あたしからしては先生は今どの数式を指して昴に何をどう答えろって言ってんのかは未知の世界なんだけど、それは昴にとっても同じことで。





あたしたち揃ってアタマ弱いんだよねぇ。




あ、でも昴よりは頭いいけどね?


うん。



こうやって2人でいつも争ってると周りは言うんだよね、


ミニクイ争いだって。



一応言っておくけどミニクイくらい漢字で書けるからね?



書かないだけで。





…えっへんおっほん。



はいでは昴くん実況中継に戻りましょうー。





…っておいどうした?





まってまって何、昴なんで黒板に向かって悠々と歩みを進めてるの!?




いつもだったらそこは解く気もなく適当に理由つけて座るのに!



ほらほら周りもざわつき始めた!





「し、城田、お前解けんのか…?」




自分で当てといて先生まで目を見張るレベル。




昴選手、チョークを持ち、すらすらと滑らせ、いかにもそれっぽいことを書いたぁ!





「おおおおー!!」



一同、拍手。





いやいや大げさだろって思うかもしれないけど、ほんとに奇跡的なこと。




なにせ学年ビリから2番目だからね。





ビリはあたしってことは口が裂けても言えないけど。




「…あ、合ってる…。」




平然と席についた昴の前では、答え合わせを終え絶句している先生と、何やらひそひそ話し出すクラスメートたち。




「おい昴のやつ、どうした?」



「知らねえ。何かあったのか?」



「もしかしてカノジョに見せつけてやろうと…!」



「おおまじかっ!やっぱりもえg…」



おいおいおいそこの男子たち!


すぐあたしに繋げんな!



それからさも気を遣ったかのように小声にすんな!




あぁっ、たくもう…。




「な、なんだ城田。
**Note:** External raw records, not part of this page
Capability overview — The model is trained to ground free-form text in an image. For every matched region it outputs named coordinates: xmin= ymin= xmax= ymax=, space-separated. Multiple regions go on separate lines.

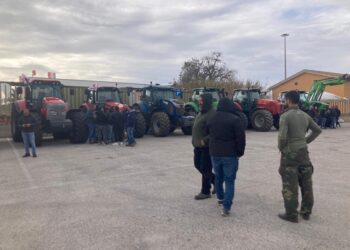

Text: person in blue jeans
xmin=126 ymin=108 xmax=136 ymax=147
xmin=18 ymin=109 xmax=37 ymax=157
xmin=86 ymin=105 xmax=96 ymax=144
xmin=207 ymin=98 xmax=245 ymax=217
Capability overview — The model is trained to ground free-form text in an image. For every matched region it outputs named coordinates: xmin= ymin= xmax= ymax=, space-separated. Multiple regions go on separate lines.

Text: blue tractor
xmin=133 ymin=84 xmax=195 ymax=137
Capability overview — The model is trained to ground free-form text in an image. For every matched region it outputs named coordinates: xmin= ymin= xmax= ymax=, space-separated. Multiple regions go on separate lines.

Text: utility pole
xmin=281 ymin=33 xmax=289 ymax=79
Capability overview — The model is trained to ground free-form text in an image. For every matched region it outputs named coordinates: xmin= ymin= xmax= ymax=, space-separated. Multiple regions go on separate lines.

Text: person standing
xmin=112 ymin=106 xmax=124 ymax=146
xmin=18 ymin=109 xmax=37 ymax=157
xmin=86 ymin=105 xmax=96 ymax=144
xmin=106 ymin=107 xmax=115 ymax=143
xmin=334 ymin=105 xmax=341 ymax=127
xmin=278 ymin=91 xmax=322 ymax=223
xmin=126 ymin=108 xmax=136 ymax=147
xmin=192 ymin=94 xmax=215 ymax=200
xmin=208 ymin=97 xmax=246 ymax=217
xmin=96 ymin=107 xmax=107 ymax=144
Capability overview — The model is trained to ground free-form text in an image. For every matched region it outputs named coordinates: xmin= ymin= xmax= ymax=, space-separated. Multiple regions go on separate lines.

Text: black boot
xmin=194 ymin=193 xmax=211 ymax=200
xmin=278 ymin=214 xmax=298 ymax=223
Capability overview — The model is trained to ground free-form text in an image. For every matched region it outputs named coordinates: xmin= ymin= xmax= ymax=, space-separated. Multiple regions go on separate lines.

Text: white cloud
xmin=0 ymin=0 xmax=350 ymax=83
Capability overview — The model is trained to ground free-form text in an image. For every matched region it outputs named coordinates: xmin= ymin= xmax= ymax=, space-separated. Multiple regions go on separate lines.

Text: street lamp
xmin=281 ymin=33 xmax=289 ymax=79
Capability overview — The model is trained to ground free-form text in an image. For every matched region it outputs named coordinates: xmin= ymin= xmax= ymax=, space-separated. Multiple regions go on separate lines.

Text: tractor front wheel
xmin=69 ymin=112 xmax=88 ymax=143
xmin=181 ymin=126 xmax=192 ymax=135
xmin=251 ymin=109 xmax=273 ymax=132
xmin=151 ymin=112 xmax=170 ymax=137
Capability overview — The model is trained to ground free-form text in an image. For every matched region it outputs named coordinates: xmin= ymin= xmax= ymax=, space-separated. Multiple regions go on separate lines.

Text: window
xmin=97 ymin=89 xmax=121 ymax=103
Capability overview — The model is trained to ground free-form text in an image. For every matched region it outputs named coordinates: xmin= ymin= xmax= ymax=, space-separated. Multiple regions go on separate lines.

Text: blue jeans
xmin=211 ymin=156 xmax=238 ymax=211
xmin=88 ymin=123 xmax=96 ymax=141
xmin=126 ymin=127 xmax=135 ymax=144
xmin=22 ymin=132 xmax=36 ymax=155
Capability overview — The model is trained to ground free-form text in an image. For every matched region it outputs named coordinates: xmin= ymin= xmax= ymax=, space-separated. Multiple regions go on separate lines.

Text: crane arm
xmin=306 ymin=74 xmax=350 ymax=103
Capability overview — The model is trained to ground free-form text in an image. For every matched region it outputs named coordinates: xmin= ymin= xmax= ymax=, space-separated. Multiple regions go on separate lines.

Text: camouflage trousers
xmin=279 ymin=148 xmax=314 ymax=216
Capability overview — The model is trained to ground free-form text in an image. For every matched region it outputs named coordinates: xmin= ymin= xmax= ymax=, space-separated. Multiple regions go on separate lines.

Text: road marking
xmin=7 ymin=139 xmax=37 ymax=188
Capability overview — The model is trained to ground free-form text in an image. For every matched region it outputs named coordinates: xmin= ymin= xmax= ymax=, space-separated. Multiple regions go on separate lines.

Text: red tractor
xmin=80 ymin=86 xmax=146 ymax=138
xmin=11 ymin=78 xmax=88 ymax=146
xmin=233 ymin=89 xmax=283 ymax=132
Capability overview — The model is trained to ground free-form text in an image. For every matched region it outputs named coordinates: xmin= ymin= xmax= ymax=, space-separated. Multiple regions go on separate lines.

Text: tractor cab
xmin=133 ymin=84 xmax=194 ymax=137
xmin=232 ymin=89 xmax=282 ymax=131
xmin=232 ymin=89 xmax=261 ymax=112
xmin=16 ymin=79 xmax=63 ymax=112
xmin=141 ymin=86 xmax=175 ymax=103
xmin=83 ymin=87 xmax=126 ymax=110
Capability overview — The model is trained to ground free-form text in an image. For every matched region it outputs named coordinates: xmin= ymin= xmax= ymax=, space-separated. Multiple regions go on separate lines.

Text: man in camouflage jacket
xmin=278 ymin=91 xmax=322 ymax=222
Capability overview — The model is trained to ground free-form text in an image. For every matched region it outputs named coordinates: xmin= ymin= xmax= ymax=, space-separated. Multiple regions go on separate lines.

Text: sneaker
xmin=278 ymin=214 xmax=298 ymax=223
xmin=300 ymin=213 xmax=310 ymax=220
xmin=194 ymin=193 xmax=211 ymax=200
xmin=221 ymin=208 xmax=230 ymax=217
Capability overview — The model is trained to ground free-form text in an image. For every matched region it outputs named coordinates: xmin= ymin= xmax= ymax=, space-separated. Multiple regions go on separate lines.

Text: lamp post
xmin=281 ymin=33 xmax=289 ymax=79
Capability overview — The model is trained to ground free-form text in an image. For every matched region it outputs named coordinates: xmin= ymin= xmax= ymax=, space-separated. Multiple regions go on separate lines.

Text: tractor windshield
xmin=204 ymin=91 xmax=220 ymax=102
xmin=146 ymin=89 xmax=175 ymax=100
xmin=31 ymin=84 xmax=62 ymax=101
xmin=96 ymin=89 xmax=121 ymax=103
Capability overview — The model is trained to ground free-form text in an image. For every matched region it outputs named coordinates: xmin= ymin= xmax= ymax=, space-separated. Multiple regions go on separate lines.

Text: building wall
xmin=272 ymin=73 xmax=350 ymax=99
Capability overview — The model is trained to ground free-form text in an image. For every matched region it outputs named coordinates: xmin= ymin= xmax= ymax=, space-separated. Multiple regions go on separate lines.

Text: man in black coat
xmin=111 ymin=106 xmax=124 ymax=146
xmin=18 ymin=109 xmax=37 ymax=157
xmin=207 ymin=98 xmax=245 ymax=217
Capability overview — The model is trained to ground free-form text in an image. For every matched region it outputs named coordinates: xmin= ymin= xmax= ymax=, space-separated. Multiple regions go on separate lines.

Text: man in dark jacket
xmin=126 ymin=108 xmax=136 ymax=147
xmin=86 ymin=105 xmax=96 ymax=144
xmin=192 ymin=94 xmax=215 ymax=200
xmin=208 ymin=98 xmax=245 ymax=217
xmin=96 ymin=107 xmax=107 ymax=144
xmin=18 ymin=109 xmax=37 ymax=157
xmin=111 ymin=106 xmax=124 ymax=146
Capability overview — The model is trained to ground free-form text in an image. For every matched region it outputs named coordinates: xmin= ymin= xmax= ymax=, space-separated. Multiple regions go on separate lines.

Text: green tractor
xmin=129 ymin=84 xmax=194 ymax=137
xmin=185 ymin=88 xmax=248 ymax=128
xmin=278 ymin=74 xmax=350 ymax=112
xmin=185 ymin=88 xmax=225 ymax=114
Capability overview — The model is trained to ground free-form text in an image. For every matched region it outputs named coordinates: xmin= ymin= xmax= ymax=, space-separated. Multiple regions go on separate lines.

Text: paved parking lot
xmin=0 ymin=124 xmax=350 ymax=249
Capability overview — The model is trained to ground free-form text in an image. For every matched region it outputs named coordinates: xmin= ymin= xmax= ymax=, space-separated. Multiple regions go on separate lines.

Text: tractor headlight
xmin=49 ymin=110 xmax=57 ymax=116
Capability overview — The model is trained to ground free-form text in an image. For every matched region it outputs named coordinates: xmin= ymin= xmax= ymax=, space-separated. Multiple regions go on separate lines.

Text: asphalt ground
xmin=0 ymin=123 xmax=350 ymax=250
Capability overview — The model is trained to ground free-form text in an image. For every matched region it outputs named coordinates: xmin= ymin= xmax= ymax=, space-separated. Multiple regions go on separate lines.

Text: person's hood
xmin=217 ymin=97 xmax=236 ymax=113
xmin=200 ymin=93 xmax=213 ymax=113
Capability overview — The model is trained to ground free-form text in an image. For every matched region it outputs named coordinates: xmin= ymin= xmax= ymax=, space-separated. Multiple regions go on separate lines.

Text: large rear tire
xmin=251 ymin=109 xmax=273 ymax=132
xmin=11 ymin=105 xmax=22 ymax=142
xmin=134 ymin=112 xmax=146 ymax=138
xmin=151 ymin=112 xmax=170 ymax=137
xmin=52 ymin=132 xmax=69 ymax=140
xmin=69 ymin=111 xmax=89 ymax=143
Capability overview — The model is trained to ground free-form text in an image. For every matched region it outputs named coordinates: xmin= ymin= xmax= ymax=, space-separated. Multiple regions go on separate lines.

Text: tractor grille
xmin=47 ymin=103 xmax=66 ymax=122
xmin=176 ymin=105 xmax=185 ymax=115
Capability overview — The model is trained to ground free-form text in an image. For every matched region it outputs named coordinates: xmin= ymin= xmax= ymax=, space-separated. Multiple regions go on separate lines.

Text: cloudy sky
xmin=0 ymin=0 xmax=350 ymax=84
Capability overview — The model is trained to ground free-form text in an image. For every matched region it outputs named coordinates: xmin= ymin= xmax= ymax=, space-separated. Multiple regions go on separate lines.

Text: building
xmin=269 ymin=69 xmax=350 ymax=114
xmin=270 ymin=69 xmax=350 ymax=99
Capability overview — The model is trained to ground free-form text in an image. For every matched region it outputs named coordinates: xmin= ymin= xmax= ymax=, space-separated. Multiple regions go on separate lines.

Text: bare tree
xmin=178 ymin=52 xmax=262 ymax=93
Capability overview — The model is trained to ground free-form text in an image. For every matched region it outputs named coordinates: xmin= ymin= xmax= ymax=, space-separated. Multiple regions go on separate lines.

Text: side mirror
xmin=16 ymin=87 xmax=23 ymax=95
xmin=25 ymin=87 xmax=30 ymax=99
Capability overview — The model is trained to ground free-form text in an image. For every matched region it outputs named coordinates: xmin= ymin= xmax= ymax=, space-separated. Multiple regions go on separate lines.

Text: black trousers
xmin=194 ymin=148 xmax=215 ymax=194
xmin=113 ymin=125 xmax=124 ymax=142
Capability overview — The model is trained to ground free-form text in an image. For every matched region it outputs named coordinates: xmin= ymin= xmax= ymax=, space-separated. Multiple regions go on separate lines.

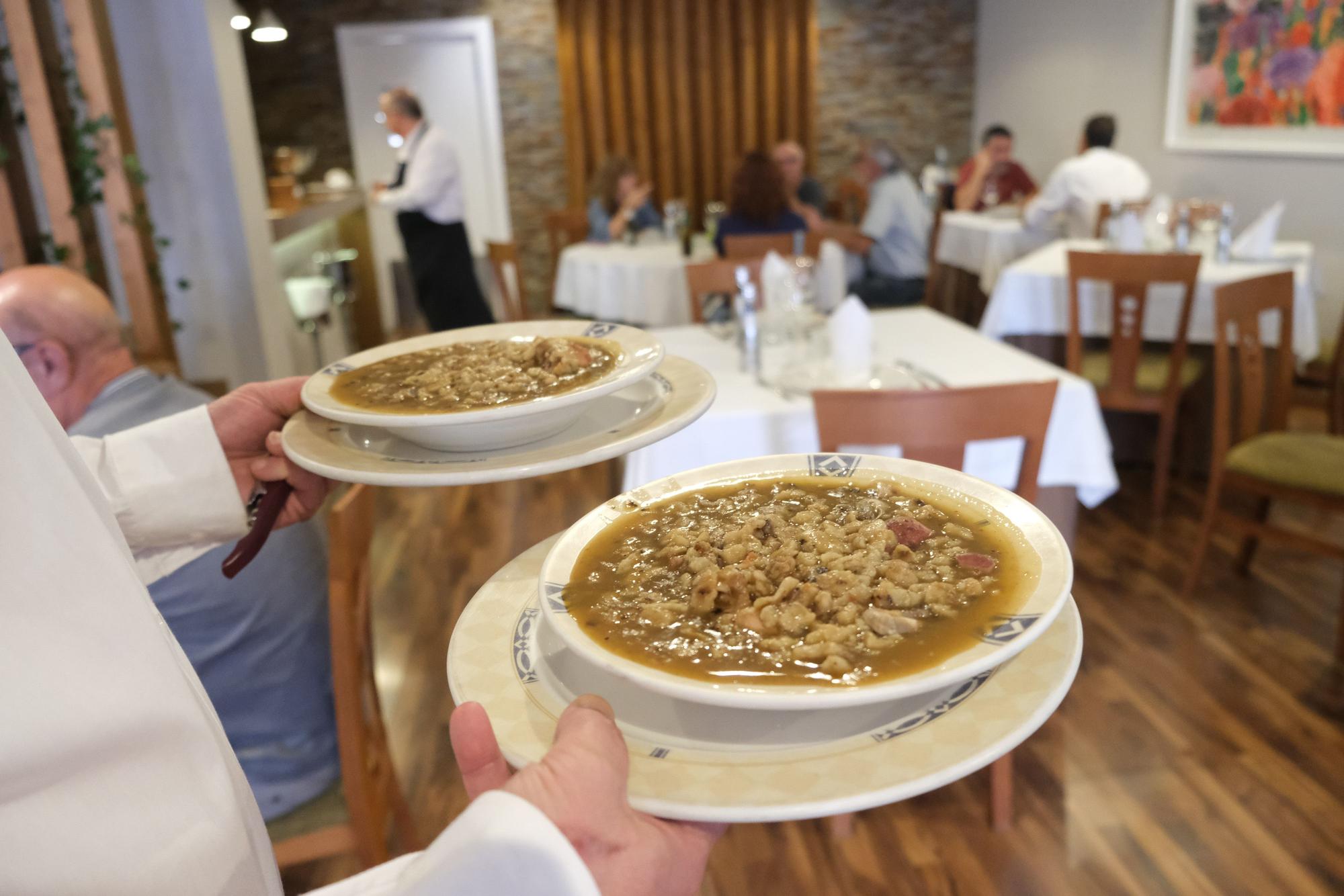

お前やるじゃないか。」




「いやぁ、たまたまっすよ。」





でもそれにしても昴大丈夫かなー。





本人はいつものてきとーな調子な気もするけど、

なぁーんか最近様子がおかしいと思うんだよね…。



ミョーに成長したっていうか、

大人になったっていうか。




いいことなんだけどね?


そうなんだけど、なんか違うなぁって。思うのよ。




幼馴染みの直感ってやつですか?




んーー…うまく言えないけど…。






…まって、なんかさっきから視界の隅にぶんぶん揺れてる手が入り込んでる気が…。




いや、海央何してんの、?

なんで目おっきくして手振ってんの?




ほらほら、先生に怒られるって落ち着きなよ…




おりょ?




いやみんな何こっち見てんの?




まだ昴とのくだらない話続いてたの?




だからいい加減にしろって言ってん…

「真野!なにボケーッとしてんだ早く解け。」



「え?はい?なに、あ、なんですか?」




笑わないでよみんな!


なんなの当てられてたの!?



早く言ってよ!って海央はそのこと伝えようとしてたのか。




「おいおまえなぁ…。少しは城田を見習え。」




は!?昴を見習う!?どこを見習うのよ。



なんてことは言えず。



「はぁい、すいませーん。」




だぁからこっち見て笑うなっての皆の衆!あたしは見世物じゃないの!



海央まで笑うな!



あっかんべーするな!





そしてそして!あたしの斜め前方右で背中を小刻みに震わせているのは…!





いやあんたね、笑いこらえてる風にするのやめてくれます?




かと思ったらこっち振り向いてニヤニヤしだしたし。




こんやろー、、!




「昴っ。頭良くなったんなら笑ってないでこの問題教えろ!」




あ、やべ。心の声でちゃった。



「おおおおー。」



「よっ、夫婦!」




いやなんの合いの手?


てかもはや結婚してるのあたしたち?





「真野!少しは解く努力くらい見せろ!」


「はいっはいっ。すいませーん!」




ひゃー最悪。ねえ誰か、まずはどこを解くのかだけでも教えてーー!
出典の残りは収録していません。